The rampant fraud that brought the financial system of the country to the brink of insolvency in 2008 demonstrated that the economic principles the country had been organized around were flat-earth-level bullshit. The idea that markets are self-organizing to prevent fraud, so regulation of novel financial instruments was unnecessary, was completely false. The idea that the profit motive leads to virtue and benefit for all via a perverse interpretation of Smith’s invisible hand metaphor is now permanently indefensible. The concepts of a “free market” that 2008 exposed; too big to fail multinationals aren’t in need of emergency antitrust action; corporations have more rights and fewer responsibilities than citizens; legislators can be compromised to cede their power to the wealthy; these concepts proved that neoliberalism has always been a shallow intellectual veneer for an ideology more aptly called “Rich People Bitching”.
The majority of people don’t believe in it anymore. A politician who tells people that universal health care is not possible or that wages are the cause of inflation simply won’t be taken seriously. Someone who promises chaos with lunatic ravings about space lasers is more likely to get support than someone promising more of the same wealth and justice inequality. This has all happened already.
Peter Drucker’s first book, the End of Economic Man, details the rise of fascist totalitarianism in Germany and Italy. Drucker offers a more insightful understanding than most because his analysis isn’t superficial or materialist. Because of his focus on the inner mindset, he observed the Nazi rise to power as a result of the failures of the economic systems of the time to foster freedom and equality; the steadfast refusal of the established powers to change. He describes the hopelessness people felt, the lack of belief in any recovery, and subsequent longing for chaos to upend the system. Chaos was what Donald Trump was selling, and what many of his voters were buying.
Since 2008 there have been increasing numbers of voters who want fundamental radical change to the system. Anyone telling voters that they can’t have universal health care because of the money that these industries are pumping into their party coffers doesn’t deserve power at all. Anyone telling Wall Street that nothing will fundamentally change will see themselves proven a liar as they unwittingly enable fascism and totalitarianism.
Drucker wrote, “Only too often they refuse to admit unassailable evidence and cling instead to wishful thinking in a way pathetically reminiscent of the self-deception in which all the ancien regimes have indulged in order to conceal that they had actually died. And this self-deception of the advocates of the old order has always helped the new revolutionary forces more than their own victories”.
The old order is the political parties. In their institutionalization, they have been directly impeding their purported cause, by their own admission. Compromises to the integrity of the system in order to retain power, for financial reasons, or as personal favors, have aggregated to an outcome wherein the parties themselves are directly harmful to the well-being of the country.

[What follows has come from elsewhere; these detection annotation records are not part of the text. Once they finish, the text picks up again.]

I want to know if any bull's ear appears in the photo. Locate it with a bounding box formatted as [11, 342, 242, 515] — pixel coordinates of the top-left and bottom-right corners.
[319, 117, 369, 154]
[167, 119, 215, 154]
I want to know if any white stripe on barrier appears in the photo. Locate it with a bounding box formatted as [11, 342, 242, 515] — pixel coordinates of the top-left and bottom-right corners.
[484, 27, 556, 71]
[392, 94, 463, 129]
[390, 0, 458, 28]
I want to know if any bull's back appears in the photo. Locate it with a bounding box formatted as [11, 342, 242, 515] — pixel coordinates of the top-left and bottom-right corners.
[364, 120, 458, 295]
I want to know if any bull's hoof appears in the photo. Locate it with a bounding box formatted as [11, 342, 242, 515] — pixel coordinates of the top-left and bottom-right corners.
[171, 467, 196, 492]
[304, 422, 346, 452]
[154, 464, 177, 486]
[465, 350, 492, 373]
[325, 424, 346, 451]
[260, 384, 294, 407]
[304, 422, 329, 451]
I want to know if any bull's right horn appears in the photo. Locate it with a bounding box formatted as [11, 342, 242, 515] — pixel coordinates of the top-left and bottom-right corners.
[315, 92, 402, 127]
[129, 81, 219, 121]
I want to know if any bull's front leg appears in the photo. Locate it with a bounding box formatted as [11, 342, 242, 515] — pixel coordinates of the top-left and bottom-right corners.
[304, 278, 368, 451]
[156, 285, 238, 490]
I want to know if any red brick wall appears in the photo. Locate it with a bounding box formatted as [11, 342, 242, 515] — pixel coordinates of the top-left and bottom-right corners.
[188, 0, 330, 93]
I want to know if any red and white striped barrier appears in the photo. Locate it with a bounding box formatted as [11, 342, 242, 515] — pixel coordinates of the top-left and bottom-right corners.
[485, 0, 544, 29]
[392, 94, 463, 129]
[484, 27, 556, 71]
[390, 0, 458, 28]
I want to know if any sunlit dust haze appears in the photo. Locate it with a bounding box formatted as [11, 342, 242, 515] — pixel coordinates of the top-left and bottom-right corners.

Currently, there is a lot of fear over the Supreme Court agreeing to hear the Moore v. Harper case out of North Carolina. The case will decide on the independent state legislator doctrine; whether state governments can have final authority over voters and state courts in gerrymandering cases and other election oversight. Three Sitting Justices worked on the Bush V. Gore case. The Court’s conservative majority has so far ruled with very specious logic to justify a swath of decisions that overturn long-established precedent, endanger the country, and are guaranteed to impoverish the country.